Academic Jack Davis tells John Morgan of his surprise at learning that his history of the Gulf of Mexico had won a Pulitzer prize and his hope that it will help to deliver a pro-environmental message

August 9, 2018
Many birds taking flight on a beach
Source: Getty

One day in April, Jack Davis was in his office at the University of Florida in Gainesville, “reading the riot act to a graduate student about his sloppy writing”. But his exhortations – the student was “a good student but he just wasn’t following instruction” – were interrupted as Davis’ office and mobile phones began ringing and beeping incessantly.

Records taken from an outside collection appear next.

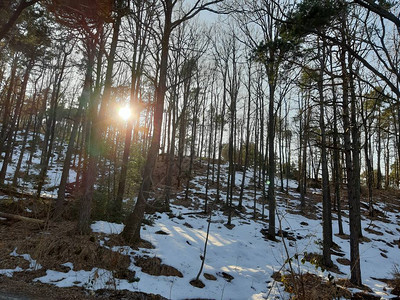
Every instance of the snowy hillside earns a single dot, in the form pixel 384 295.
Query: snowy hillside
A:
pixel 240 263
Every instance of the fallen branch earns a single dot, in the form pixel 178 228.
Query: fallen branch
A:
pixel 20 218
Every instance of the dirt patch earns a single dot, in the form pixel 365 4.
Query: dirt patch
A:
pixel 153 266
pixel 343 261
pixel 60 245
pixel 311 287
pixel 15 288
pixel 209 276
pixel 197 283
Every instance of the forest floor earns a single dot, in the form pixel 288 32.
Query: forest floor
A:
pixel 48 261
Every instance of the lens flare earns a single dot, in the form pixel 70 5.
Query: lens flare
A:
pixel 124 112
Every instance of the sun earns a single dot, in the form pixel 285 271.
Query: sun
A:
pixel 124 112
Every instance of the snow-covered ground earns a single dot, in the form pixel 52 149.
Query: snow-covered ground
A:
pixel 241 252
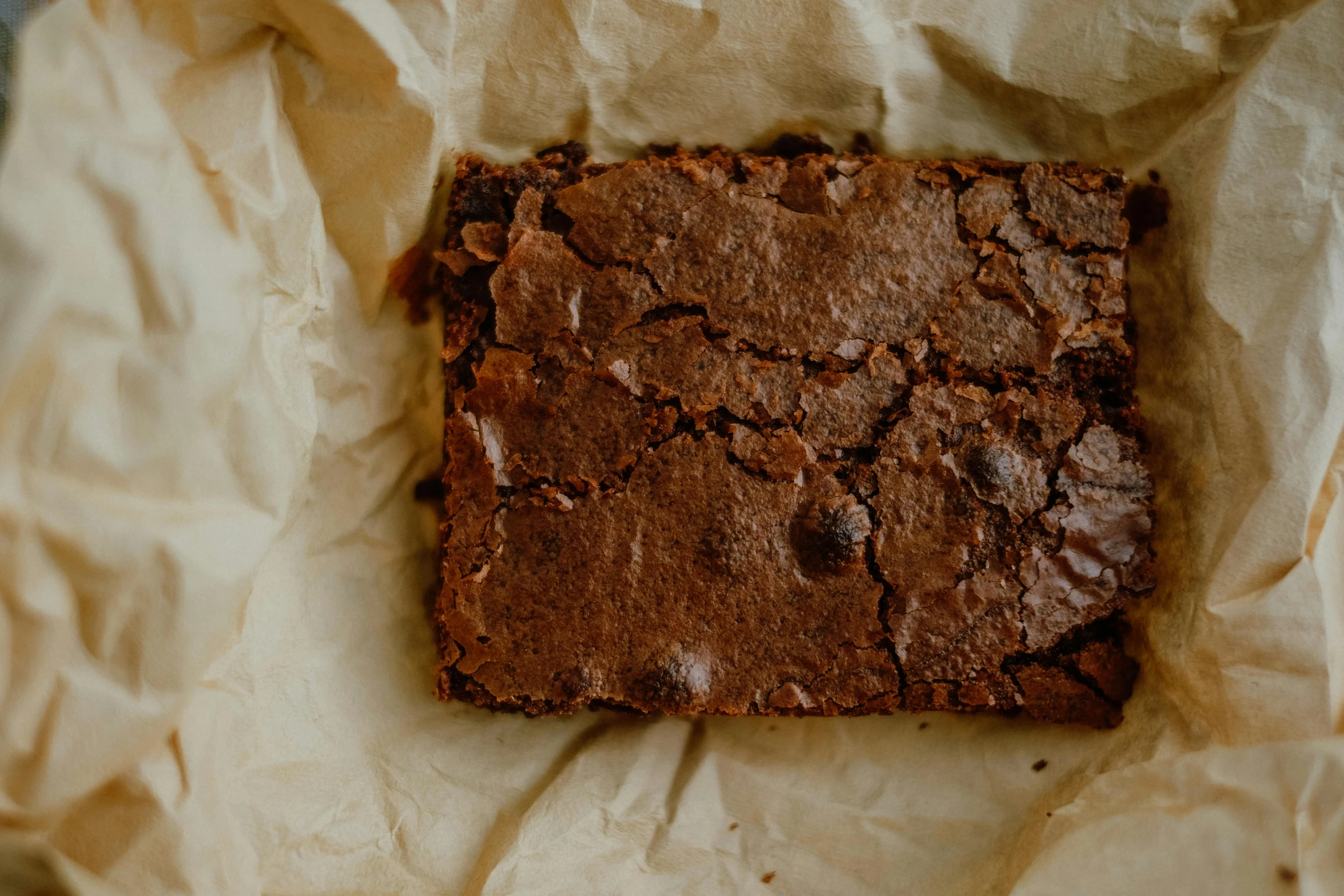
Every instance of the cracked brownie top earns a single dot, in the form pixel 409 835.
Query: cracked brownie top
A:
pixel 753 435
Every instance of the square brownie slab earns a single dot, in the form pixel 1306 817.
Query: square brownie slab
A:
pixel 822 435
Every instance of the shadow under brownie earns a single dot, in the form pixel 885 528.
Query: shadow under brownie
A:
pixel 789 436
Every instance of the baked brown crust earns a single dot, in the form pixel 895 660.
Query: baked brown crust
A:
pixel 812 436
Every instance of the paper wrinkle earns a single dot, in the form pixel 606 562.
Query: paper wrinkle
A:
pixel 214 662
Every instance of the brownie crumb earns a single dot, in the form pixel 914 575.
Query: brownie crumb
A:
pixel 789 435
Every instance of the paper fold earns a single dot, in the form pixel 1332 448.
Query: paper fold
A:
pixel 217 667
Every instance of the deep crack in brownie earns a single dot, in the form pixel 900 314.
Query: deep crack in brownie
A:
pixel 789 435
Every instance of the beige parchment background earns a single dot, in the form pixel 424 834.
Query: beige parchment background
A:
pixel 214 667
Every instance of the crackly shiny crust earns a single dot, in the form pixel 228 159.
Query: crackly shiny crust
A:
pixel 812 436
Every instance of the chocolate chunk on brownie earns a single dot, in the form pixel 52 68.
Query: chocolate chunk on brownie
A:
pixel 789 435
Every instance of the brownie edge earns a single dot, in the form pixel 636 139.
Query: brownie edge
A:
pixel 823 435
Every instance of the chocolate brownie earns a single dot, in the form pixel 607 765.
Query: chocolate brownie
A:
pixel 793 433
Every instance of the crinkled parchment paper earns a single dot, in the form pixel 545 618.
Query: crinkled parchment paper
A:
pixel 214 663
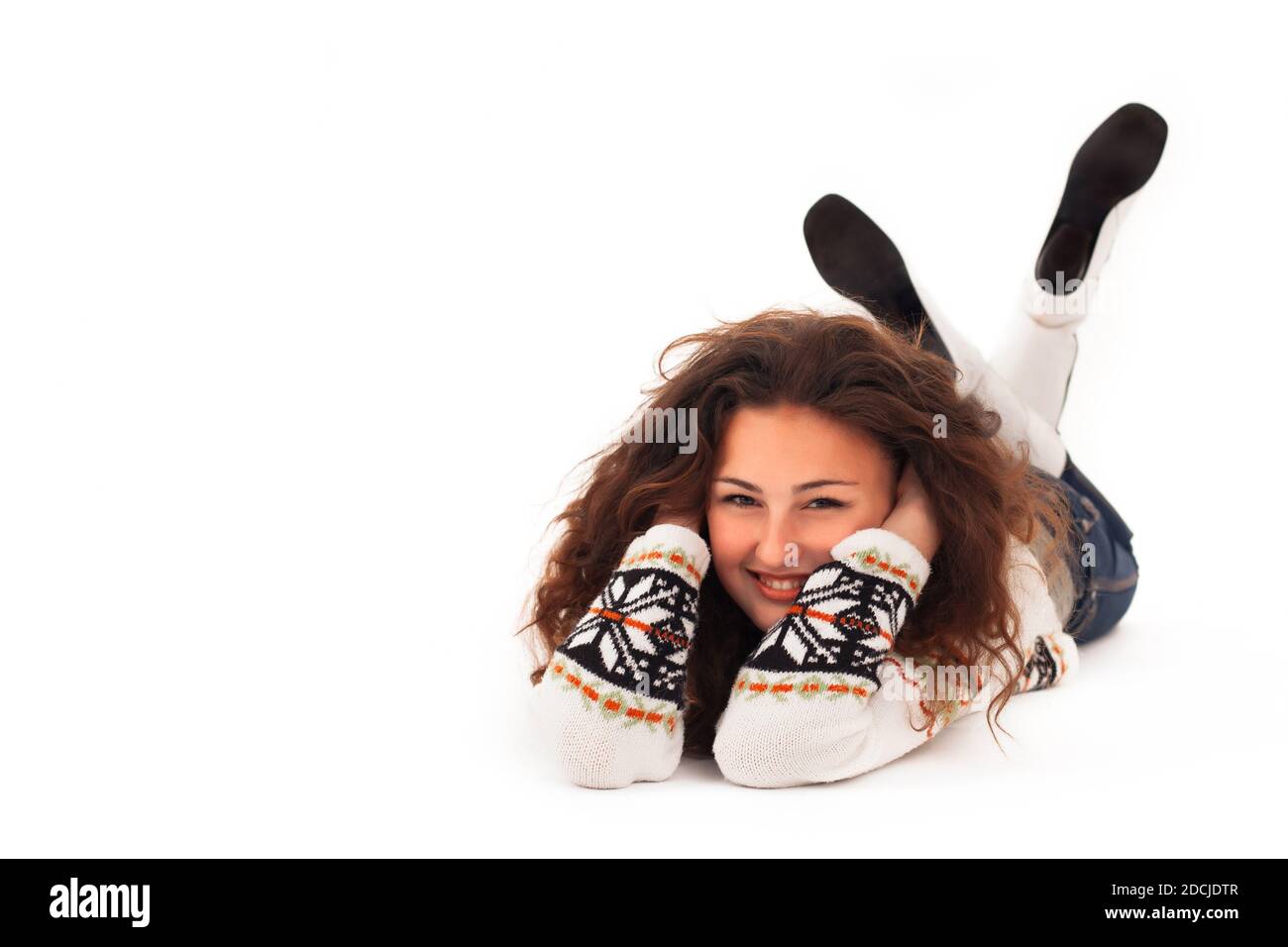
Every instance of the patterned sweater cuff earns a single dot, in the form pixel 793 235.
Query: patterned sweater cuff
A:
pixel 887 554
pixel 674 548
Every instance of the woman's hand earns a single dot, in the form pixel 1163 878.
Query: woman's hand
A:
pixel 912 515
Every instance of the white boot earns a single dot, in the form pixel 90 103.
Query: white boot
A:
pixel 1020 423
pixel 1104 182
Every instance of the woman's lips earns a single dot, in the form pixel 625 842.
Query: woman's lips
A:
pixel 778 589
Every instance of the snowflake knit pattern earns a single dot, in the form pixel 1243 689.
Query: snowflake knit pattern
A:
pixel 803 707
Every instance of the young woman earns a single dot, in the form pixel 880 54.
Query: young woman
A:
pixel 874 534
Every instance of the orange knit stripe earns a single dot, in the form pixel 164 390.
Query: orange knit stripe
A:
pixel 613 705
pixel 809 686
pixel 658 554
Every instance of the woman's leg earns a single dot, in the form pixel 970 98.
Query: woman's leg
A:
pixel 1021 424
pixel 1037 364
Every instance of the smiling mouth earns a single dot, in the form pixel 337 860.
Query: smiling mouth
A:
pixel 777 589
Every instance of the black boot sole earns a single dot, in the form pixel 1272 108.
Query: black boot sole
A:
pixel 1116 161
pixel 857 260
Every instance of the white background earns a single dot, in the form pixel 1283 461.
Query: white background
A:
pixel 309 311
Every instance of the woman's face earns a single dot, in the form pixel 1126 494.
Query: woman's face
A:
pixel 790 483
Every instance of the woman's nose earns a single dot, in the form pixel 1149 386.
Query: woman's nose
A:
pixel 773 547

“Worried that there might be some emergency”, he picked up his cell phone and opened a text message from his editor. And that is how he learned that he had won the Pulitzer Prize for History.

“I muttered: ‘Holy shit!’” Davis tells Times Higher Education. “Then I fell silent. I was stunned. I had to slide the phone across the desk to show the graduate student because I didn’t know how to say it. I think he was pleased because he knew that that was the end of the meeting.”

Davis is a professor of environmental history, a field he defines as being “interested not simply in human impact on the natural world but also in how nature is a historical agent, how it shapes the course of human history”. Accordingly, he and his students “explore that dialectic” in classes such as the history of sustainability and the history of water.

His prizewinning book, The Gulf: The Making of an American Sea, published in 2017, takes that approach to the Gulf of Mexico’s history. Its main narrative begins with the shifting and convulsing of tectonic plates that created the Gulf 150 million years ago, with subsequent chapters structured around different elements of the natural world – fish, birds, water, oil, beaches – that have drawn and enriched the Gulf’s human inhabitants.

The stories of some of those inhabitants are interwoven with this natural history. These include the three generations of the Griffith family who sat on the roof of their Louisiana house as the whole building was swept away by a storm surge during Hurricane Audrey in 1957; the conquistador Juan Ponce de León, killed by a native Calusa warrior’s dart laced with poison from the fruit of the manchineel tree, named “manzanilla de la muerte” (“little apple of death”) by the Spanish; and the painter Walter Anderson, who would sail or swim out to an island off the coast of Mississippi to live wild for weeks on end, while sketching birds, being bitten by snakes and, on one occasion, ignoring a coastguard boat that came to rescue him during a hurricane. The beautiful, lyrical descriptions of Anderson’s life on Horn Island are a prime example of how the book achieves an accessible blend of “traditional historical narrative combined with nature writing”, as Davis puts it.

Then there is the destruction wrought by the oil industry. That began on 10 January 1901 at Spindletop, near Beaumont, Texas, when a drilling rig began to shake and a gusher the likes of which had never been seen before spewed forth, “a roaring stream of crude that seemed enraged by the disturbance from its million-year slumber”, shooting 150 feet into the sky, “before doubling into a shower over dancing roughnecks”. And it culminated in the 2010 Deepwater Horizon disaster, when an oil drilling rig off the coast of Louisiana exploded, creating a catastrophic oil spill.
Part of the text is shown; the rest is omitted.